Il était temps que la question identitaire prenne sa place dans une campagne qui avait jusqu’à alors des allures d’élections municipales. Et il serait maintenant temps d’aborder le cours Éthique et culture religieuse, que la CAQ a déjà dit vouloir réformer, et que le PQ entend abolir, comme vient de nous le rappeler Jean-François Lisée dans une lettre importante rappelant ses engagements nationalistes.
Cela fait plusieurs années maintenant qu’on parle d’ECR. Si on prend la peine de lire sur l’histoire de ce cours, on comprendra que ses principaux théoriciens l’ont pensé comme une thérapie pour ouvrir une société québécoise qu’ils jugeaient à tort maladivement fermée et hostile à la différence. Il s’agissait, dès l’origine, d’un cours visant à fragiliser l’identité québécoise en inculquant une nouvelle vision du monde à la jeunesse. Autrement dit, il fallait la déconstruire pour la reconstruire sur de nouvelles bases.

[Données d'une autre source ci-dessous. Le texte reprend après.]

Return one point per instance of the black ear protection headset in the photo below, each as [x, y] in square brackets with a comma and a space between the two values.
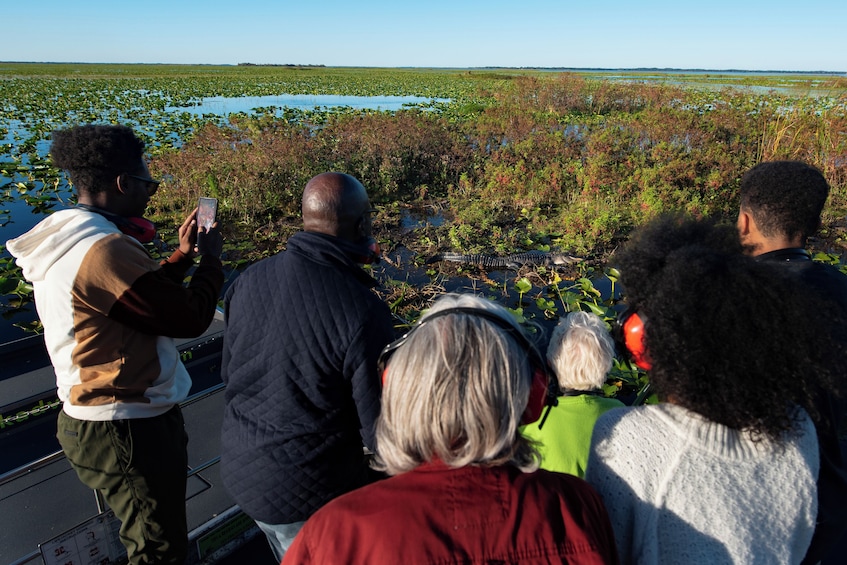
[543, 390]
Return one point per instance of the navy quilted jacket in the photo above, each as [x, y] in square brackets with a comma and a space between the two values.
[303, 334]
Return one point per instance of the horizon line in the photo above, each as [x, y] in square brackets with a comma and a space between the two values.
[485, 67]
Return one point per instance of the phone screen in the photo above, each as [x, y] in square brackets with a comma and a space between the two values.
[206, 211]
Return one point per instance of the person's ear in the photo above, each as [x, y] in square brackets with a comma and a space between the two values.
[744, 223]
[120, 182]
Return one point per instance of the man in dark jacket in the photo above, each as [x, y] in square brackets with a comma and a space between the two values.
[303, 335]
[781, 204]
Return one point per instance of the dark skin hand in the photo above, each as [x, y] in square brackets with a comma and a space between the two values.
[194, 241]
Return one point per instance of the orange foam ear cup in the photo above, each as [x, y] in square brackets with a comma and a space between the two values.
[633, 333]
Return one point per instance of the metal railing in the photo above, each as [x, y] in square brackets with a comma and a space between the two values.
[58, 455]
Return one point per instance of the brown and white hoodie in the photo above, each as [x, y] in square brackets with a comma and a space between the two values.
[110, 313]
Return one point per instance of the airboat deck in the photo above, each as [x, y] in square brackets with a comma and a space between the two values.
[48, 516]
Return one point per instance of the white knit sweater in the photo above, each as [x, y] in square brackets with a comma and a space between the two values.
[682, 489]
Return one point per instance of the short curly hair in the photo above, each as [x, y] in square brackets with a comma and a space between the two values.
[785, 198]
[94, 155]
[733, 339]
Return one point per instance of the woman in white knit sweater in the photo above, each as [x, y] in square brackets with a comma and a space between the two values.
[724, 471]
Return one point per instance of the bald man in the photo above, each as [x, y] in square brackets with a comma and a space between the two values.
[303, 335]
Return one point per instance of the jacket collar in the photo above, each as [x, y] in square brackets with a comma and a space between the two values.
[328, 250]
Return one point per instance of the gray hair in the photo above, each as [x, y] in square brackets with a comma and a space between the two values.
[456, 391]
[581, 351]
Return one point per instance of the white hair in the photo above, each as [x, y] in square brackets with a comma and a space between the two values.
[456, 390]
[580, 351]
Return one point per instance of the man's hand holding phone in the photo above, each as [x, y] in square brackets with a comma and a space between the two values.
[199, 233]
[209, 240]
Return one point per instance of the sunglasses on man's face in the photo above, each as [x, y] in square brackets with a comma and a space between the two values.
[152, 185]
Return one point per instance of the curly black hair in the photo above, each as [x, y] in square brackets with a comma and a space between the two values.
[784, 197]
[94, 155]
[736, 340]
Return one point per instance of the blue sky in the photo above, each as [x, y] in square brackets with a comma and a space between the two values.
[748, 35]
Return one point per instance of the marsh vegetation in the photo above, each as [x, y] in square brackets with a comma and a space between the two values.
[498, 161]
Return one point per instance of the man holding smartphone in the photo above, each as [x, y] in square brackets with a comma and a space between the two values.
[110, 313]
[303, 335]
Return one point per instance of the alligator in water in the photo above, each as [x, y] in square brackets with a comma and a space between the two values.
[514, 261]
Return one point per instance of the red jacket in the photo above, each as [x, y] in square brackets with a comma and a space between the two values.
[434, 514]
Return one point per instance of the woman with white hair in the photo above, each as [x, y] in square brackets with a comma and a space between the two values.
[464, 485]
[580, 353]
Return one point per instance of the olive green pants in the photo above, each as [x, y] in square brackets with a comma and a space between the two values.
[139, 466]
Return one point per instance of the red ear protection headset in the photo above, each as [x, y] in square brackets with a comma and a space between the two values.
[632, 327]
[540, 392]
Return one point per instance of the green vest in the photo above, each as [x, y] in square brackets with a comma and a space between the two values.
[566, 436]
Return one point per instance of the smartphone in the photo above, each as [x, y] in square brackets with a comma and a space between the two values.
[207, 208]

Depuis quelques années, la mission politique d’ECR est devenue encore plus claire. On s’en souvient, en 2007-2008, le Québec a traversé la crise des accommodements raisonnables. Dans ce cadre, les Québécois ont fait le procès du multiculturalisme qui inverse le devoir d’intégration et les condamne à devenir étrangers chez eux. Depuis, la question identitaire s’est installée dans le paysage politique – c’est elle qui suscite les passions, désormais. Ce n’est pas surprenant: partout en Occident, elle est présente.
Mais cette critique a été très mal prise par les tenants du multiculturalisme qui y virent une flambée d’intolérance. Pour eux, ECR devait servir à réformer les mentalités québécoises et prévenir toute future crise du même genre. À défaut de convaincre les adultes des vertus du multiculturalisme, ses partisans se sont tournés vers les enfants. On peut y voir une entreprise de rééducation identitaire autoritaire menée par ceux qui veulent convertir de force le peuple québécois au multiculturalisme.
Car contrairement à ce que laissent croire ses partisans, il ne s’agit pas d’un cours visant à transmettre des connaissances sur les religions. Il s’agit d’un cours visant à convertir la jeune génération à l’idéologie des accommodements raisonnables, et fondamentalement, à développer un réflexe hostile à l’endroit du nationalisme, qu’on accusera de crispation identitaire, et même de racisme. ECR entend graver une alternative dans la tête des élèves: soit vous êtes multiculturaliste, soit vous êtes raciste.
Parlons directement: il s’agit de propagande dans le cadre scolaire. Certes, on peut trouver des professeurs qui l’enseignent d’une telle manière qu’ils proposent aux élèves une matière valable. Mais sur le fond des choses, au nom de la «diversité», il s’agit de normaliser tous les signes religieux, quels qu’ils soient, même le voile intégral, c’est-à-dire le niqab. Il s’agit de programmer l’esprit des élèves pour qu’ils jugent inconcevable la critique de tels symboles. Il faut abolir tout sens critique chez eux pour qu’ils soient paralysés dès qu’on parle «d’ouverture à l’autre». Si jamais ils ressentaient néanmoins un malaise devant le multiculturalisme, ils devraient alors en avoir honte, en s’accusant de leur ouverture insuffisante. La philosophie diversitaire programme un réflexe culpabilisant dans la population, qui doit s’en vouloir lorsqu’elle réagit négativement à l’idée de sa conversion forcée au multiculturalisme.
Plus fondamentalement, il s’agit de disqualifier une toute conception de la culture québécoise d’abord ancrée dans l’expérience de la majorité historique francophone.
Je suis un indépendantiste convaincu. Mais si on me proposait d’inculquer mes idées politiques aux enfants à l’école, je n’y opposerais. Tout comme il faudrait s’opposer à ce que l’école enseigne le fédéralisme, le socialisme ou le conservatisme. L’école ne doit pas endoctriner les enfants mais leur transmettre un patrimoine de civilisation, une culture, des connaissances. ECR fait exactement le contraire. Il instrumentalise la pédagogie au service de l’idéologie pour fabriquer un nouveau peuple qui ne déplaira plus aux idéologues multiculturalistes.
Jean-François Lisée a raison: l’heure est venue de l’abolir.